363. Max Sum of Rectangle No Larger Than K

Description

Given an m x n matrix matrix and an integer k, return the max sum of a rectangle in the matrix such that its sum is no larger than k.

It is guaranteed that there will be a rectangle with a sum no larger than k.

Example 1:

Input: matrix = [[1,0,1],[0,-2,3]], k = 2
Output: 2
Explanation: Because the sum of the blue rectangle [[0, 1], [-2, 3]] is 2, and 2 is the max number no larger than k (k = 2).

Example 2:

Input: matrix = [[2,2,-1]], k = 3
Output: 3

Constraints:

m == matrix.length
n == matrix[i].length
1 <= m, n <= 100
-100 <= matrix[i][j] <= 100
-10⁵ <= k <= 10⁵

Follow up: What if the number of rows is much larger than the number of columns?

Solution

max-sum-of-rectangle-no-larger-than-k.py

from sortedcontainers import SortedList

class Solution:
    def maxSumSubmatrix(self, matrix: List[List[int]], k: int) -> int:
        rows, cols = len(matrix), len(matrix[0])

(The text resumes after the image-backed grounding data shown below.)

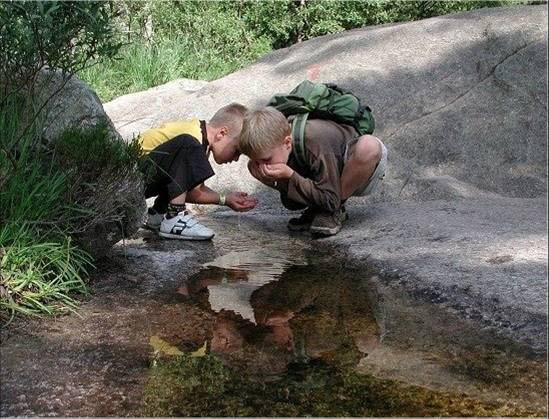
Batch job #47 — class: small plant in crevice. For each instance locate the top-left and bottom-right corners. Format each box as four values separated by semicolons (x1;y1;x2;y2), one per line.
50;123;143;242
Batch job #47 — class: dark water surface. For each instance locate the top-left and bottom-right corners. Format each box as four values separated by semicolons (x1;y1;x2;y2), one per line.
1;216;547;416
143;233;547;416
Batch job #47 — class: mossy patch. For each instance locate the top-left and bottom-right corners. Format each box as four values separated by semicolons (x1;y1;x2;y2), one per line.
142;353;542;417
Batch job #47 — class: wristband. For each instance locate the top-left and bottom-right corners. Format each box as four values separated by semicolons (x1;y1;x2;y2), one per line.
218;193;226;206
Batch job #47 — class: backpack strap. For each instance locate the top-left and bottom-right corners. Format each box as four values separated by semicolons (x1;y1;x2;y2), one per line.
291;113;309;167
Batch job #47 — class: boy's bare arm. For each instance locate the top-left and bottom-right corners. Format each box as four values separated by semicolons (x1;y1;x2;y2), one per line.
186;183;257;212
186;183;220;205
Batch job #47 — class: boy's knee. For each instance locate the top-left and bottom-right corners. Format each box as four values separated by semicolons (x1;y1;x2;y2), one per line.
353;135;381;164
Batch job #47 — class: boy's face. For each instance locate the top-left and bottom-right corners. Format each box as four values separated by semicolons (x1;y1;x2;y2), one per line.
210;128;241;164
251;136;292;166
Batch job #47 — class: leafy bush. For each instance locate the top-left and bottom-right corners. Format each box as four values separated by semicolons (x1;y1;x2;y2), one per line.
0;1;138;322
0;1;121;102
0;97;142;322
51;124;143;244
53;124;142;182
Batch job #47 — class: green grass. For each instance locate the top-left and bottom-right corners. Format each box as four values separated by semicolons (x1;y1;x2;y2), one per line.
78;0;537;103
0;102;91;322
80;37;271;102
0;234;92;321
0;95;141;323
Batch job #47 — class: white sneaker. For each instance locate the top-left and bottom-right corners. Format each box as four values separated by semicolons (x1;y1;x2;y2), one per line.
158;211;215;240
144;210;164;231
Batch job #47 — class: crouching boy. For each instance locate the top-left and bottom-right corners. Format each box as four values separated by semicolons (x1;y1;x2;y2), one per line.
239;107;387;236
139;103;257;240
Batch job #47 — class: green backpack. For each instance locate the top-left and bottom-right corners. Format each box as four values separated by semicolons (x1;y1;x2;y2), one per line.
267;80;375;166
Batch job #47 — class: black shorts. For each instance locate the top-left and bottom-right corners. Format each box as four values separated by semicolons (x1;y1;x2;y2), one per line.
140;134;214;201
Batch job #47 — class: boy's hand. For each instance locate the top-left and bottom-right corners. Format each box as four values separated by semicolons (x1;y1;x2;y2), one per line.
248;160;268;182
262;163;294;180
226;192;258;212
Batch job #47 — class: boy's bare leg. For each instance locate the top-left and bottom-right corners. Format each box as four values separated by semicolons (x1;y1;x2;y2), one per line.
169;192;187;205
341;135;382;201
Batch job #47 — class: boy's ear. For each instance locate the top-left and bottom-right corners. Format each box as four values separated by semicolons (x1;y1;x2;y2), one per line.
283;135;293;149
219;126;229;137
213;126;228;143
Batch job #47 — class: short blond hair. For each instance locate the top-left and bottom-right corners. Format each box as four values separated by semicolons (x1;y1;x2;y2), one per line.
209;103;248;139
239;107;290;157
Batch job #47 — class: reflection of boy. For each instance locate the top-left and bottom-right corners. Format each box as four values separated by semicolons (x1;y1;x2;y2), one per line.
138;103;257;240
239;107;387;236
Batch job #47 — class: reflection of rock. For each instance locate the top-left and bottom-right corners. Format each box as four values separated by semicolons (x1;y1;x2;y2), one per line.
208;284;257;323
204;249;300;287
201;249;304;323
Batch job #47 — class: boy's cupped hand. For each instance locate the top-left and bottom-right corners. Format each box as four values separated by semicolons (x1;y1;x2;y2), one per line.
226;192;258;212
261;163;294;180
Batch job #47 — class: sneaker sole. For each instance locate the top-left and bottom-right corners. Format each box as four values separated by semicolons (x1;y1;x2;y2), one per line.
309;225;342;236
287;223;312;232
142;223;161;232
158;231;215;240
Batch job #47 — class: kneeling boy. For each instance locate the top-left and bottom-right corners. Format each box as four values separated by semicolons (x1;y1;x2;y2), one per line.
139;103;257;240
239;107;387;236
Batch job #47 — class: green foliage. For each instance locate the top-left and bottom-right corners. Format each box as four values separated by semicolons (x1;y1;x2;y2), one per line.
80;0;534;102
0;0;123;198
0;1;142;322
0;96;141;322
81;0;274;101
0;1;122;99
0;98;90;322
53;124;142;182
237;0;531;45
80;35;270;101
0;235;92;321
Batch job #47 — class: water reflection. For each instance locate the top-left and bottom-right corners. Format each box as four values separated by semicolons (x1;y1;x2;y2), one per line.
178;250;380;374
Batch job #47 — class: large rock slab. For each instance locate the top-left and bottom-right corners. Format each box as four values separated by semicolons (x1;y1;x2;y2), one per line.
329;197;548;351
103;78;208;140
106;5;547;203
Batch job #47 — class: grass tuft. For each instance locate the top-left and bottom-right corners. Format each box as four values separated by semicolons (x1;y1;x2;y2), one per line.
0;95;142;322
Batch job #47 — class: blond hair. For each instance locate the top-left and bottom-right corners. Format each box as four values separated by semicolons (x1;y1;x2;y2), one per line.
239;107;290;157
209;103;248;139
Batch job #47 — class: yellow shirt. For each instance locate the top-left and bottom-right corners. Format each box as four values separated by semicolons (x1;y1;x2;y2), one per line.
139;119;203;154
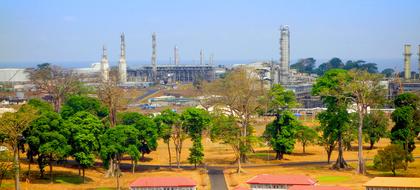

        maxSize = min(rows, cols)

        prefix = [[0] * (cols + 1) for _ in range(rows + 1)]

        for i in range(rows):
            for j in range(cols):
                prefix[i + 1][j + 1] += prefix[i + 1][j] + matrix[i][j]

        for i in range(rows):
            for j in range(cols):
                prefix[i + 1][j + 1] += prefix[i][j + 1]

        res = float('-inf')
        for row1 in range(rows):
            for row2 in range(row1, rows):
                sl = SortedList()
                sl.add(0)

                for j in range(cols):
                    curr = prefix[row2 + 1][j + 1] - prefix[row1][j + 1]
                    target = curr - k

                    index = sl.bisect_left(target)

                    if 0 <= index < len(sl):
                        res = max(res, curr - sl[index])

                    sl.add(curr)

        return res